🤖 AI Summary
Web-crawled parallel corpora for biomedical English–Polish neural machine translation suffer from low quality and high redundancy, leading to inefficient model training. Method: This study systematically evaluates— for the first time—the impact of three cross-lingual sentence embedding filtering methods—LASER, MUSE, and LaBSE—on fine-tuning mBART50. Contribution/Results: LASER achieves a 70% compression of the UFAL Medical Corpus while significantly improving BLEU (+2.3) on the Khresmoi test set, enhancing translation fluency and naturalness (confirmed by native-speaker preference in human evaluation), and reducing training computational cost by over 60%. This work overcomes the domain-adaptation bottleneck of cross-lingual embedding filtering in low-resource biomedical MT, establishing a reproducible, high-efficiency paradigm for constructing high-quality, compact bilingual datasets.
📝 Abstract
Large Language Models (LLMs) have become state-of-the-art in Machine Translation (MT), often trained on massive bilingual parallel corpora scraped from the web, that contain low-quality entries and redundant information, leading to significant computational challenges.
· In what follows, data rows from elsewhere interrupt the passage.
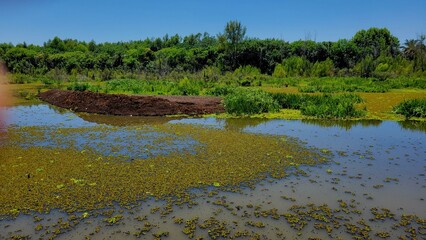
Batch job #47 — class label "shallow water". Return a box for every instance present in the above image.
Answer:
[0,104,426,239]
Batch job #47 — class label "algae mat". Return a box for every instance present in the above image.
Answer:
[0,124,326,216]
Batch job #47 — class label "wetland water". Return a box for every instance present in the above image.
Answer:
[0,104,426,239]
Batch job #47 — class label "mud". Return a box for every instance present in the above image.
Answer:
[39,89,224,116]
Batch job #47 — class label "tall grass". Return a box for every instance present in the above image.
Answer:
[224,88,280,115]
[393,99,426,119]
[273,93,365,119]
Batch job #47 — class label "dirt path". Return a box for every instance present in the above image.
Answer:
[39,89,224,116]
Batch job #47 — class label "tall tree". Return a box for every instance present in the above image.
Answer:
[224,21,247,69]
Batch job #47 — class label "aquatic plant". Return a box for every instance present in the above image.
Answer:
[224,88,279,115]
[0,124,326,216]
[393,99,426,119]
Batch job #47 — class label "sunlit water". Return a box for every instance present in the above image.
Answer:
[0,104,426,239]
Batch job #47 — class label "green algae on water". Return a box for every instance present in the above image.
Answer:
[0,124,326,216]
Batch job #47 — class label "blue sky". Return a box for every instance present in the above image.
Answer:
[0,0,426,44]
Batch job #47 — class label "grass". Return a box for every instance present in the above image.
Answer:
[224,88,280,115]
[394,99,426,119]
[273,93,365,119]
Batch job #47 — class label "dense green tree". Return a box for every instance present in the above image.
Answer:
[0,24,426,78]
[223,21,247,69]
[352,28,399,59]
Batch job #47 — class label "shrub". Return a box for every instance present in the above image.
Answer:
[273,93,364,118]
[300,94,365,118]
[393,99,426,119]
[206,85,235,96]
[224,89,280,115]
[67,82,89,92]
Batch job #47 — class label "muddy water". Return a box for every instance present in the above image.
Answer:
[0,104,426,239]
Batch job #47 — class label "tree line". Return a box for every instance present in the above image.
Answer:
[0,21,426,80]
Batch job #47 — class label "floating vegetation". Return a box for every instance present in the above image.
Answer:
[0,124,326,218]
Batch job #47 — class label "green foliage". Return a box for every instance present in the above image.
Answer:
[173,78,203,95]
[67,82,90,92]
[224,88,279,115]
[352,28,399,59]
[299,77,397,93]
[300,94,364,118]
[0,25,426,85]
[311,58,334,77]
[282,56,311,77]
[205,85,235,96]
[273,93,364,118]
[272,64,285,78]
[393,99,426,119]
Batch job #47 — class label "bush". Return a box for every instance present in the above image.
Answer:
[300,94,365,118]
[393,99,426,119]
[206,85,235,96]
[67,82,89,92]
[273,93,364,118]
[224,89,280,115]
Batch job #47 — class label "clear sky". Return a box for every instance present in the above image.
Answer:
[0,0,426,45]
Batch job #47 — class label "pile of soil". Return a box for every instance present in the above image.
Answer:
[39,89,224,116]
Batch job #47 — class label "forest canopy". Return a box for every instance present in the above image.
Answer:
[0,21,426,80]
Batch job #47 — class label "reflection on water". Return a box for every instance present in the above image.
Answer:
[398,121,426,132]
[5,104,96,127]
[302,119,382,130]
[77,113,179,126]
[0,105,426,239]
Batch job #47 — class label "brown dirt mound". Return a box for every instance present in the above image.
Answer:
[39,89,224,116]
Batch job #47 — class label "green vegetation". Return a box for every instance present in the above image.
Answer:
[0,21,426,84]
[394,99,426,119]
[0,124,327,216]
[0,21,426,118]
[224,88,279,115]
[273,93,365,118]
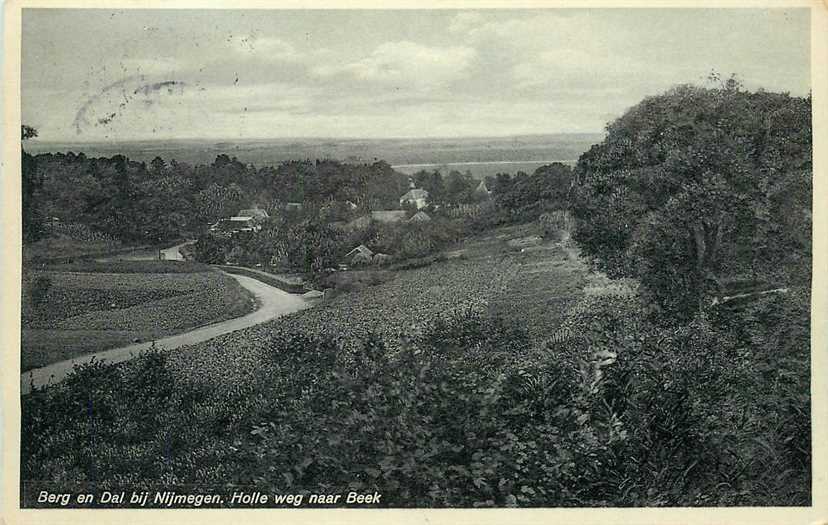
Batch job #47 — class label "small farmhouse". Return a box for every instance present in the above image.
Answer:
[345,244,374,259]
[210,216,262,235]
[400,178,428,210]
[239,208,270,222]
[371,210,407,224]
[474,180,492,199]
[408,211,431,222]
Various data filtering methods exist to reduce dataset sizes, but their effectiveness largely varies based on specific language pairs and domains. This paper evaluates the impact of commonly used data filtering techniques, such as LASER, MUSE, and LaBSE, on English-Polish translation within the biomedical domain. By filtering the UFAL Medical Corpus, we created varying dataset sizes to fine-tune the mBART50 model, which was then evaluated using the SacreBLEU metric on the Khresmoi dataset, having the quality of translations assessed by bilingual speakers. Our results show that both LASER and MUSE can significantly reduce dataset sizes while maintaining or even enhancing performance. We recommend the use of LASER, as it consistently outperforms the other methods and provides the most fluent and natural-sounding translations.